Attribute	Description
`name`	The name of the PFS input that appears in the `INPUT` field when you run the `pachctl list pipeline` command. If an input name is not specified, it defaults to the name of the repo.
`repo`	Specifies the name of the Pachyderm repository that contains the input data.
`branch`	The branch to watch for commits. If left blank, Pachyderm sets this value to master.
`glob`	A wildcard pattern that defines how a dataset is broken up into datums for further processing. When you use a glob pattern in a group input, it creates a naming convention that Pachyderm uses to group the files.
`lazy`	Controls how the data is exposed to jobs. The default is `false` which means the job eagerly downloads the data it needs to process and exposes it as normal files on disk. If lazy is set to `true`, data is exposed as named pipes instead, and no data is downloaded until the job opens the pipe and reads it. If the pipe is never opened, then no data is downloaded.
`empty_files`	Controls how files are exposed to jobs. If set to `true`, it causes files from this PFS to be presented as empty files. This is useful in shuffle pipelines where you want to read the names of files and reorganize them by using symlinks.
`s3`	Indicates whether the input data is stored in an S3 object store.

Behavior #

input.cross is an array of inputs to cross. The inputs do not have to be pfs inputs. They can also be union and cross inputs.

A cross input creates tuples of the datums in the inputs.
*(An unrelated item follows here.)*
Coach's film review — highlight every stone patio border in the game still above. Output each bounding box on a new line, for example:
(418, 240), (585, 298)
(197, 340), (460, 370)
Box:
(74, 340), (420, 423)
In the example below, each input includes individual datums, such as if foo and bar were in the same repository with the glob pattern set to /*. Alternatively, each of these datums might have come from separate repositories with the glob pattern set to / and being the only file system objects in these repositories.

| inputA | inputB | inputA ⨯ inputB |
| ------ | ------ | --------------- |
| foo    | fizz   | (foo, fizz)     |
| bar    | buzz   | (foo, buzz)     |
|        |        | (bar, fizz)     |
|        |        | (bar, buzz)     |

The cross inputs above do not take a name and maintain the names of the sub-inputs. In the example above, you would see files under /pfs/inputA/... and /pfs/inputB/....

When to Use #

You should use a cross input in a Pachyderm Pipeline Spec when you need to perform operations on combinations of data from multiple Pachyderm repositories. The cross input allows you to generate a set of combinations of files between two or more repositories, which can be used as the input to your pipeline.

Example scenarios:

Data analysis: If you have data from multiple sources that you need to combine and analyze, a cross input can be used to generate a set of combinations of data that can be used as the input to your analysis.
Machine learning: If you need to train a machine learning model on combinations of data from multiple sources, a cross input can be used to generate a set of combinations of data that can be used as the input to your model.
Report generation: If you need to generate reports that combine data from multiple sources, a cross input can be used to generate a set of combinations of data that can be used as the input to your report generation process.